Que ce soit le single Parliament, sûrement le titre le plus enjoué, le délicieux Forgotten Garden ou Elisabeth et son parfum amoureux, les chansons de Peter Von Poehl possèdent toutes un charme évident. Elles paraissent immédiatement proches, intimes même, comme si un ami était en train de nous parler. Mais elles sont surtout différentes. Dans le paysage actuel, personne de ressemble à notre suédois. Encore moins aujourd'hui, au moment où il s'ouvre sur le monde et où il semble écrire ses chansons en pensant aussi aux autres. Cette différence tient avant tout à la façon dont les chansons sont agencées et au choix de l'instrumentation. A la base de simples Popsongs plutôt fragiles, l'ajout d'instruments utilisés de façon atypique leur donne souvent une couleur surprenante.
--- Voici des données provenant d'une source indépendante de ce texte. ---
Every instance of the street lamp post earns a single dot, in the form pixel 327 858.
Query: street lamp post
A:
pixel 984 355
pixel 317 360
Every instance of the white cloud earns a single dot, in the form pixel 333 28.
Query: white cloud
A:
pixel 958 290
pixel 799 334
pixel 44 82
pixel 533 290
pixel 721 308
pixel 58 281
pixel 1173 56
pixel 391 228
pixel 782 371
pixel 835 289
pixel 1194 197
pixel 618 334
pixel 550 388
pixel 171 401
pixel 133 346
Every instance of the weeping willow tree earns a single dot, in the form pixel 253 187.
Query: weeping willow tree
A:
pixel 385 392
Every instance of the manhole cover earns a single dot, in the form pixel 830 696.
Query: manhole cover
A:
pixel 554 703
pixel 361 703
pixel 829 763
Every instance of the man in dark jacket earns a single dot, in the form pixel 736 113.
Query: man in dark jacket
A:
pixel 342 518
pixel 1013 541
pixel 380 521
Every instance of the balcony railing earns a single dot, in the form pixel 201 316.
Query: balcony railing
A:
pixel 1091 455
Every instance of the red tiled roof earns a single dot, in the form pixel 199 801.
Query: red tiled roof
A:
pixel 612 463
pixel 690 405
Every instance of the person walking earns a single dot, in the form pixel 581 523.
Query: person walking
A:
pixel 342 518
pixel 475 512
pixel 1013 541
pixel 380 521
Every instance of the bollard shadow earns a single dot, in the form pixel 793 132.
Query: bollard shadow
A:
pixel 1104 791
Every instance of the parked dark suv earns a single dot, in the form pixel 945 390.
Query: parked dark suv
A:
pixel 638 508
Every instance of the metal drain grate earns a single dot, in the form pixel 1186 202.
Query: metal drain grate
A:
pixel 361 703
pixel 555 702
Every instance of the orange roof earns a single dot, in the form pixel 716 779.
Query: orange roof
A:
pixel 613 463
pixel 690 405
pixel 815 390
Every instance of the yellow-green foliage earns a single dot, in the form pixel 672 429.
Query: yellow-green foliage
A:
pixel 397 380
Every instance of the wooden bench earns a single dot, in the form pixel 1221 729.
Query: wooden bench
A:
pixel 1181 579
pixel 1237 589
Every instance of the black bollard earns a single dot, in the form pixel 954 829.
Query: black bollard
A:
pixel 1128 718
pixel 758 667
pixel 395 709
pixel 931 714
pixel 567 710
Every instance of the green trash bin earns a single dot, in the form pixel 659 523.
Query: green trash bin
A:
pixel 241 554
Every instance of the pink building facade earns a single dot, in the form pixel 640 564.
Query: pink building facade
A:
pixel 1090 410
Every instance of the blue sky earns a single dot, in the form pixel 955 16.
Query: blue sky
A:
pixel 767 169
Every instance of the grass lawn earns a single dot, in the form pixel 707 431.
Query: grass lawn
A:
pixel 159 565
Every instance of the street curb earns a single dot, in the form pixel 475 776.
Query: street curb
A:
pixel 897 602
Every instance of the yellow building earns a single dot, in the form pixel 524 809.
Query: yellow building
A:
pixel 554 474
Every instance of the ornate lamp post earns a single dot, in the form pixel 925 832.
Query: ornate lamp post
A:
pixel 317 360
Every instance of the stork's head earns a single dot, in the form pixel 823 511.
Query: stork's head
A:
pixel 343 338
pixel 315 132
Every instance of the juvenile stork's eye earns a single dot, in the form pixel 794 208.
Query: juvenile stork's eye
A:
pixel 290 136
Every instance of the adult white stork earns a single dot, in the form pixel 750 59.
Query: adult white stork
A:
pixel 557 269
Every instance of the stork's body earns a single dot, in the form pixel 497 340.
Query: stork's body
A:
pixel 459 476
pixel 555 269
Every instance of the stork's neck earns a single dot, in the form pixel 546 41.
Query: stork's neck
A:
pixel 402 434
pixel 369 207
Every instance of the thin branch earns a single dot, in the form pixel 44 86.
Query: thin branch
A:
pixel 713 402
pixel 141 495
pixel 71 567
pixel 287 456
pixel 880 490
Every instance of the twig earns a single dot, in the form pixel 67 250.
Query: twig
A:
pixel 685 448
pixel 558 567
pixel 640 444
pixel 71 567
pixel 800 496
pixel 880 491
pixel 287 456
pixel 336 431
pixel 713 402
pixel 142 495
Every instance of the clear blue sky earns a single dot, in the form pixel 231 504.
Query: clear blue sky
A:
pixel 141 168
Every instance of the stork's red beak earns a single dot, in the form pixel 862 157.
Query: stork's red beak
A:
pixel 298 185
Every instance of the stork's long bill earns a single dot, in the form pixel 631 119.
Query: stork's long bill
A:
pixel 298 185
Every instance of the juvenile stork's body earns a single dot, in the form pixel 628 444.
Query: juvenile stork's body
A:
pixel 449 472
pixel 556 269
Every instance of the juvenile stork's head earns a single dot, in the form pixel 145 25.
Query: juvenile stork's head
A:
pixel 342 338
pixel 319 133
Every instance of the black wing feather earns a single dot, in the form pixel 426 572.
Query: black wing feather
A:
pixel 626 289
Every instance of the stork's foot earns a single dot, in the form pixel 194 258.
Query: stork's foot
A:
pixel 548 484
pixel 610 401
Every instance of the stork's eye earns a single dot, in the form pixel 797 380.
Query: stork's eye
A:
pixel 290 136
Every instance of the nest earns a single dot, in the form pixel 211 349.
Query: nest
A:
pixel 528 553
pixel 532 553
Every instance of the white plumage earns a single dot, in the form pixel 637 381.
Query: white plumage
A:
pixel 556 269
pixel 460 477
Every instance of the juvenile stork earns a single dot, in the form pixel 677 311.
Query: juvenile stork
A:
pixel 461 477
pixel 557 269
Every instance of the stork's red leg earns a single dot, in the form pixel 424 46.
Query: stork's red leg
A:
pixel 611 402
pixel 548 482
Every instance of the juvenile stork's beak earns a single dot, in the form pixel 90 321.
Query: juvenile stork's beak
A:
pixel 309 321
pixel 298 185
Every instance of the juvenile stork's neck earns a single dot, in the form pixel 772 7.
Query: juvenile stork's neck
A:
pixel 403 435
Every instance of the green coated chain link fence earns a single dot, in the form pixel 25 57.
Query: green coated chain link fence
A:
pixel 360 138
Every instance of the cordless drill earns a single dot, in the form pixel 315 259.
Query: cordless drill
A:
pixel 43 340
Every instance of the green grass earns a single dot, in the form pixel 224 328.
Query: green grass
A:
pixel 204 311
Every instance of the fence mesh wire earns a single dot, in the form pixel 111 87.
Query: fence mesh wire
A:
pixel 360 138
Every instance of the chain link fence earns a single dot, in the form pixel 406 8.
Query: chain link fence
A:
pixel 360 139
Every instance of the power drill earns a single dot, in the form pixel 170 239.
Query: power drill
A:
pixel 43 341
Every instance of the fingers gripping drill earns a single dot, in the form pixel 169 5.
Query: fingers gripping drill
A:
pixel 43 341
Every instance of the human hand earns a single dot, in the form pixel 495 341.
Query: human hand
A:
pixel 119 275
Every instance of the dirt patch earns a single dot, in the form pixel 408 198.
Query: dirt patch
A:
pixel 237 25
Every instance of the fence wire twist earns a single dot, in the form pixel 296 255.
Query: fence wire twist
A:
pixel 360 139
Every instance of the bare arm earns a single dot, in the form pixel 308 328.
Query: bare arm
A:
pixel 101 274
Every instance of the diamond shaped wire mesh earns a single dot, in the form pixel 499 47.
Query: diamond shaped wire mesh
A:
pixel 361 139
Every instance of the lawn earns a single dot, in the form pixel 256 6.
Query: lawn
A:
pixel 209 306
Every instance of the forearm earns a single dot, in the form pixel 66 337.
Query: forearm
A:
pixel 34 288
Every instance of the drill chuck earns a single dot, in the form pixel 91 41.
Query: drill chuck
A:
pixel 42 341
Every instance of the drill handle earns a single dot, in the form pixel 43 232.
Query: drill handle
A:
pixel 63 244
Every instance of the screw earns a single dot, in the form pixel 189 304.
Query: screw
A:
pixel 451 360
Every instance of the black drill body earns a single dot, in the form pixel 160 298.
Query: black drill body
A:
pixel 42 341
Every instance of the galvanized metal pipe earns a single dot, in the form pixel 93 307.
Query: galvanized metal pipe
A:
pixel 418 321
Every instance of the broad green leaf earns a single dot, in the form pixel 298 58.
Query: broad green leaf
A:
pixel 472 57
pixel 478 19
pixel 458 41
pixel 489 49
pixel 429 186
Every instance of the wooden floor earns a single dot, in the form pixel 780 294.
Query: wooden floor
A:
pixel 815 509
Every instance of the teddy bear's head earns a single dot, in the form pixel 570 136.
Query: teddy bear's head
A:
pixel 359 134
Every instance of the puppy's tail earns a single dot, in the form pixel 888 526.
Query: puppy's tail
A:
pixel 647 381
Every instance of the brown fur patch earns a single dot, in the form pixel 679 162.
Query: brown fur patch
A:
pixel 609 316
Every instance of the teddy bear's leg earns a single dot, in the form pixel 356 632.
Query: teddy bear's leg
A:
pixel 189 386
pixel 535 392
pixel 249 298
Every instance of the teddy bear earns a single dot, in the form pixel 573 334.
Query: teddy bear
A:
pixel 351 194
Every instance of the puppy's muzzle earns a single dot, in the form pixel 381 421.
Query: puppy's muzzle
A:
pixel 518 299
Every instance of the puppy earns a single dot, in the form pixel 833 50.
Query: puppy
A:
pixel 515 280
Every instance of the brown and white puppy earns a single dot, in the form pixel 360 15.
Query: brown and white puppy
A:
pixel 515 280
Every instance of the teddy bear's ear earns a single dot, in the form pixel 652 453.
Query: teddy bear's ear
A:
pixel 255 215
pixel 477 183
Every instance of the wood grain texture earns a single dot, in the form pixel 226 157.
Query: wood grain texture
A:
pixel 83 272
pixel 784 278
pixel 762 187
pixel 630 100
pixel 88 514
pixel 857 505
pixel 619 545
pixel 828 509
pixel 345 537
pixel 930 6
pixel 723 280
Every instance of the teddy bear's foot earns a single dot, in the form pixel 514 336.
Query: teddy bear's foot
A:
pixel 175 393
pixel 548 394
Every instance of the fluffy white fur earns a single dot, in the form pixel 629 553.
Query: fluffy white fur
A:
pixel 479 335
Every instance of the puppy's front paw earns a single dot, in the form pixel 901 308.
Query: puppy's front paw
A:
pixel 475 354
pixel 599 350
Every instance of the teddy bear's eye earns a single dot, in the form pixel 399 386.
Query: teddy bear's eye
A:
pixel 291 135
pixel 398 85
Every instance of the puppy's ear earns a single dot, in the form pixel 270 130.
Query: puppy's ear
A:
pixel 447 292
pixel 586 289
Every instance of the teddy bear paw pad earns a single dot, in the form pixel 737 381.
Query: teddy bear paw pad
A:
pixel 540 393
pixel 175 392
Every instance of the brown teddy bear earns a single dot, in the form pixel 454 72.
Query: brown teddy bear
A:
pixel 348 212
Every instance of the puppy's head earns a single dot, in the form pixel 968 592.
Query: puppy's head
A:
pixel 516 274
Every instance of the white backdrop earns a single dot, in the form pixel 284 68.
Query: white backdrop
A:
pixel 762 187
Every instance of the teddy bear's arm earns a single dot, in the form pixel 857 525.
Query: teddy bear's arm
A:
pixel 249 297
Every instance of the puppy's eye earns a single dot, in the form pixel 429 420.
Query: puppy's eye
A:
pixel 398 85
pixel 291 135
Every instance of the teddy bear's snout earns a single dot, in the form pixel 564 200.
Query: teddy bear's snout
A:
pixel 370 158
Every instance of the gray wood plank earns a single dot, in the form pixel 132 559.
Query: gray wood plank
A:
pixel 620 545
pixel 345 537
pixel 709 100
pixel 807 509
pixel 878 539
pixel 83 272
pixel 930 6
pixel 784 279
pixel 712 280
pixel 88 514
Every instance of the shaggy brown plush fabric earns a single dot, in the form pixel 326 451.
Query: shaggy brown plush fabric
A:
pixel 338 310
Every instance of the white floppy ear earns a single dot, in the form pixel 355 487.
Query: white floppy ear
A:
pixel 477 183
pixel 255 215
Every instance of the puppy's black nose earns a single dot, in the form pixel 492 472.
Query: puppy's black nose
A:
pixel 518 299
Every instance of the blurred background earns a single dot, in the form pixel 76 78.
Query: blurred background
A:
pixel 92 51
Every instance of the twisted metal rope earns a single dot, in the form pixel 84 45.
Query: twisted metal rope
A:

Prenez Dust Of Heaven avec cet accordéon dont on a bien mal à reconnaitre le son ou Near The End Of The World et son final cuivré, Carrier Pigeon et son saxo ténor qui surprend au milieu de cette chanson limpide. Il y a aussi toutes ces cordes ou ces instruments à vent qui tapissent souvent le décor sans jamais l'envahir. Tous ces petits ajouts ne sont peut être que des détails mais ce sont eux qui rendent la musique de Peter Von Poehl si particulière, si différente. Parce que finalement, sa musique est uniquement affaire de détails, de petits détails intimes et touchants qui en font tout le charme.

Et puis il y a aussi ce don évident pour les mélodies haut de gamme (Moonshot Falls, le si fragile Silent As Gold) qui sont mises en valeur par cette recherche de l'instrumentation idéale, du son qui se mariera idéalement avec le reste (May Day). On le devine perfectionniste, attentif à tout, tellement cette harmonie ne peut pas être le fruit du hasard mais le résultat d'un travail acharné. Finalement, le mot qui correspond sûrement le mieux à la musique de Peter Von Poehl est sûrement celui là : harmonie. Une musique qu'on ne se lasse jamais d'écouter, parce qu'elle fait un bien fou. En toute simplicité.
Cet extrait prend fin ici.